Ai fini della realizzazione della autonomia delle istituzioni
scolastiche le funzioni dell’Amministrazione centrale e periferica della pubblica
istruzione in materia di gestione del servizio di istruzione, fermi restando i livelli
unitari e nazionali di fruizione del diritto allo studio nonché gli elementi comuni
all’intero sistema scolastico pubblico in materia di gestione e programmazione definiti
dallo Stato, sono progressivamente attribuite alle istituzioni scolastiche, attuando
a tal fine anche l’estensione ai circoli didattici, alle scuole medie, alle scuole
e agli istituti di istruzione secondaria, della personalità giuridica degli istituti
tecnici e professionali e degli istituti d’arte ed ampliando l’autonomia per tutte
le tipologie degli istituti di istruzione, anche in deroga alle norme vigenti in
materia di contabilità dello Stato. Le disposizioni del presente articolo si applicano anche agli istituti educativi, tenuto conto
delle loro specificità ordinamentali.
2. Ai fini di quanto previsto nel comma 1, si provvede con uno o più regolamenti
da adottare ai sensi dell’articolo 17, comma 2, della legge 23 agosto 1988, n. 400,
nel termine di nove mesi dalla data di entrata in vigore
della presente legge, sulla base dei criteri generali e principi direttivi contenuti
nei commi 3, 4, 5, 7, 8, 9, 10 e 11 del presente articolo. Sugli schemi di regolamento
è acquisito, anche contemporaneamente al parere del Consiglio di Stato, il parere delle competenti Commissioni parlamentari. Decorsi sessanta
giorni dalla richiesta di parere alle Commissioni, i regolamenti possono essere
comunque emanati. Con i regolamenti predetti sono dettate
disposizioni per armonizzare le norme di cui all’articolo 355 del testo unico approvato
con decreto legislativo 16 aprile 1994, n. 297, con quelle della presente legge.
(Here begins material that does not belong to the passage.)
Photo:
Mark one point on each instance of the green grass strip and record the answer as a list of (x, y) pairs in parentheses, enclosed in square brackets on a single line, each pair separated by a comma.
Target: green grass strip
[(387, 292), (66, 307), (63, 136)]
3. I requisiti dimensionali ottimali per l’attribuzione della personalità giuridica
e dell’autonomia alle istituzioni scolastiche di cui al comma 1, anche tra loro
unificate nell’ottica di garantire agli utenti una più
agevole fruizione del servizio di istruzione, e le deroghe dimensionali in relazione
a particolari situazioni territoriali o ambientali sono individuati in rapporto
alle esigenze e alla varietà delle situazioni locali e alla tipologia dei settori
di istruzione compresi nell’istituzione scolastica. Le deroghe dimensionali saranno
automaticamente concesse nelle province il cui territorio è per almeno un terzo
montano, in cui le condizioni di viabilità statale e provinciale
siano disagevoli e in cui vi sia una dispersione e rarefazione di insediamenti abitativi.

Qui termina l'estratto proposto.